2005年4月15日(金)12:14

シラク大統領のEU憲法テレビ討論は失敗

パリ(AFP)

テレビ討論でEU憲法の必要性を国民に説得しようとしたフランスのジャック・シラク大統領の試みは、明らかな失敗に終わった。18歳から30歳までの若者83人と厳しい討論を行った大統領は、若者の懸念が理解できないと繰り返し表明した。「若い人たちがそのような不安を抱くのは自然なことではない」とシラク大統領は怪訝な顔を見せた。大統領のテレビ出演は、否決の恐れのある5月29日の国民投票を成功に導こうとする意図で行われた。

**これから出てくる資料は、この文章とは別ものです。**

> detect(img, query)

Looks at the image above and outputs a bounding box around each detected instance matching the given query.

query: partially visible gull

「24ヶ国が賛成し、すべてを阻む黒い羊が1ヶ国という事態になる」とシラク大統領は、EU憲法反対が55パーセントにのぼる最近の世論調査を踏まえて警告した。そうなればEU内で「私たちはもはや重要性を持たなくなってしまう」と大統領は述べた。大統領は国民投票で否決された場合の退陣の可能性については否定した。国民投票ではフランス国内の権限分割ではなく、EU憲法のみが問われるのだ。もしEU憲法を拒否すれば、私が交渉で獲得したフランス農民への農業補助金も危うくなる、とシラク大統領は警告した。

シラク大統領は、統一された強いEUこそがフランスの利益にかなうと述べた。「フランスは自らの利益と職場と権限を守らねばならない。」大統領は左派のEU憲法批判論者を視野に入れ、EU憲法はEUが「自由主義に偏流する」のを防いでくれると主張した。しかし、EU憲法が日常の生活にどのような影響を与えるのかという若者の具体的な問いには答えなかった。質問に浮かび上がる若者の不安感がもっぱら大統領には驚きの種となった。「私には理解できない感情だ。」

「恐れることはない」との国民への度重なる呼び掛けも説得力に乏しかったとの見解で、フランスの各種新聞はほぼ一致している。「シラク大統領もがく」と日刊紙『パリジャン』Le Parisien はまとめた。地方紙『プロヴァーンス』La Provence の解説者は説得力に欠けた原因をシラク大統領自身のEUに対する消極的な姿勢に求めた。「大統領の欧州統合支持は情熱ではなく打算に基づくため、多くの人々の心を捉えたり、変えたりすることはできなかった。」